Immediately, she said “Where are it's muzzle and leash?” Marie answered politely, as she obediently began to place Ruza back into her bag. The eyes of the other passengers rolled. I could not follow this conversation word for word, but it was clear the ticket clerk was not amused by Marie’s cheerful, but questioning response. "Is there a problem?" “This”, the clerk indicated Ruza, is a "problem".

I asked Marie to explain, after the woman abruptly withdrew. She said that the disagreement had been about a rule concerning travel with pets. No sooner did I think that our troubles were over, when this tightly uniformed ticket clerk returned holding the remnant of a rule book. She read several passages aloud, which Marie then asked to see for herself. Again, they disagreed about the meaning of some specific terms in a particular passage, describing exactly the container that must be used for carrying a pet.

The other passengers became involved, discussing amongst themselves and the ticket clerk, the precise meaning of the passage "appropriate containment of pet".  The irony of the situation seemed funny to me, but the discussion only angered the conductor further. For her it was no longer an issue about the dog, who was now zipped up inside a shoulder bag. She had lost her authority, and was now determined to make us pay. The debate went on for a while, when Marie finally informed the menacing official that the dog did not belong to her. In defiance and with resignation, she told the clerk “the dog is his”. And, as I did not know what was happening, she needed to translate everything to me. The official withdrew in a fit of rage, slamming our compartment door.

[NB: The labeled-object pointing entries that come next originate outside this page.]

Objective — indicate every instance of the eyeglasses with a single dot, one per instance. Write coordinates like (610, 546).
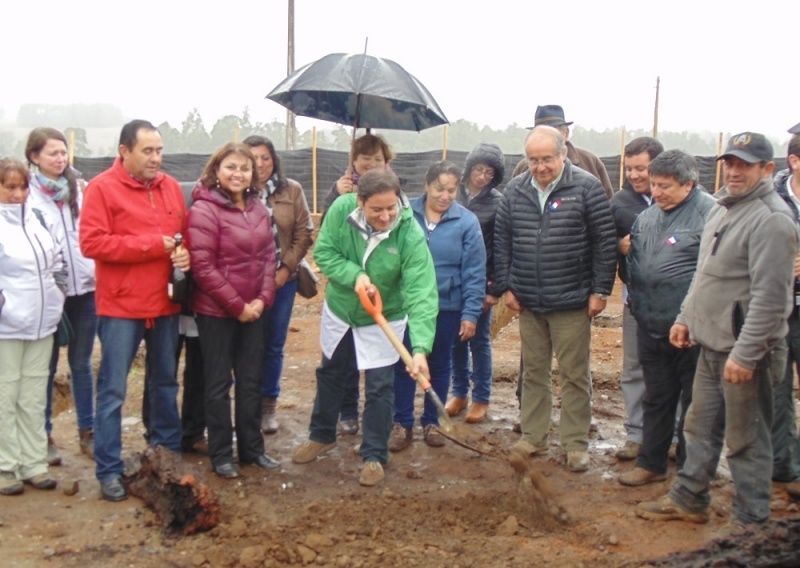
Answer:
(548, 161)
(485, 172)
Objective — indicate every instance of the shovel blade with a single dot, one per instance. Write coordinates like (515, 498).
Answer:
(444, 419)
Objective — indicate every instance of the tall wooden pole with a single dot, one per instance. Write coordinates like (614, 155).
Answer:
(655, 112)
(291, 132)
(622, 157)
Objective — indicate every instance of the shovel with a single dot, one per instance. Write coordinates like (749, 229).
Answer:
(374, 307)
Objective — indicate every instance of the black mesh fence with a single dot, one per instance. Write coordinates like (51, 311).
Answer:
(330, 165)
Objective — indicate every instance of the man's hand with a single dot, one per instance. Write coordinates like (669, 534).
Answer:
(169, 243)
(511, 301)
(180, 258)
(679, 336)
(345, 184)
(281, 276)
(735, 373)
(489, 302)
(467, 330)
(258, 307)
(248, 314)
(420, 366)
(596, 305)
(624, 245)
(363, 281)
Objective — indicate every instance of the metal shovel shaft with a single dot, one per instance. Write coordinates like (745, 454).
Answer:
(374, 306)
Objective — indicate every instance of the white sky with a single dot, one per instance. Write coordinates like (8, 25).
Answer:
(722, 68)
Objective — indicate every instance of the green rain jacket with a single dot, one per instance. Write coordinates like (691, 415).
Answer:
(397, 261)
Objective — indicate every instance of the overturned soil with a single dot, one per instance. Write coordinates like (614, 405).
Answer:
(447, 506)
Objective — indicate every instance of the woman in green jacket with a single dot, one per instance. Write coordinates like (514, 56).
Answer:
(369, 240)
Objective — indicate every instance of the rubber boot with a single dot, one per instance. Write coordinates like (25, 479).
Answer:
(86, 442)
(269, 424)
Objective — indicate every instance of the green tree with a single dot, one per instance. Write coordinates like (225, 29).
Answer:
(195, 137)
(172, 139)
(81, 145)
(226, 129)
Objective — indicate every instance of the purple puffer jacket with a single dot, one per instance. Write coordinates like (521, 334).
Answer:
(232, 253)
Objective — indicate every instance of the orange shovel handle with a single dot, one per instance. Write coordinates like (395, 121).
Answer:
(374, 307)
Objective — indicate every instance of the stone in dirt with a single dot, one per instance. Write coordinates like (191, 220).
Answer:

One stop later, she returned with another uniformed official. He began right in, by instructing Marie to inform me that, since the container for the dog is not according to railway code, the dog and I must get off at the next stop”. They waited as Marie dutifully translated. I then responded, via Marie, by asking this Official for his name. His quick and certain reply, “My name is a State secret”, was my first encounter with the former regime of arbitrary authority. It was indeed not to be the last.

The train slowed for another stop, but we weren't making any move to get off. I was asking the official why I must leave the train, when my dog was in the same container that had complied in every other train across the Czech Republic. I proceeded to rummage through all of our train tickets, from the past 4 weeks. The conductors both began to be anxious about their other responsibilities, which aggravated them even more. I sat looking up at them, along with five other passengers, wondering if they would physically remove me from the train. I did not budge.

The conductor’s final word was to threaten that, if I caused the train to be delayed, I would be fined. I pointed out that the train was already behind schedule, and then I added that I must be refunded for the unused part of my ticket. Again, our door was slammed as they left. It was a nervous few moments, waiting for what would come next, but shortly the train began to move again. The conductor returned to say that I must get off at the next stop, or he would have the police come and remove me. Fortunately, the next stop was our destination. We agreed to leave, along with everyone else, as this was also the end of the line.

As a post script,
this event also taught about one of the vital resources that exist here in the Czech Republic. The Book of Wishes & Complaints, which is required for all state owned services. While it may be an inconvenience, and perhaps feel like an act of futility, writing the details of an account such as this indeed had a follow up. The fact that I reported the clerk and conductor's refusal to disclose their names, I suppose has indirectly led to the requirement that rail employees must wear name tags. In this way, it seems as though an act of defiance and complaint, led to a small victory.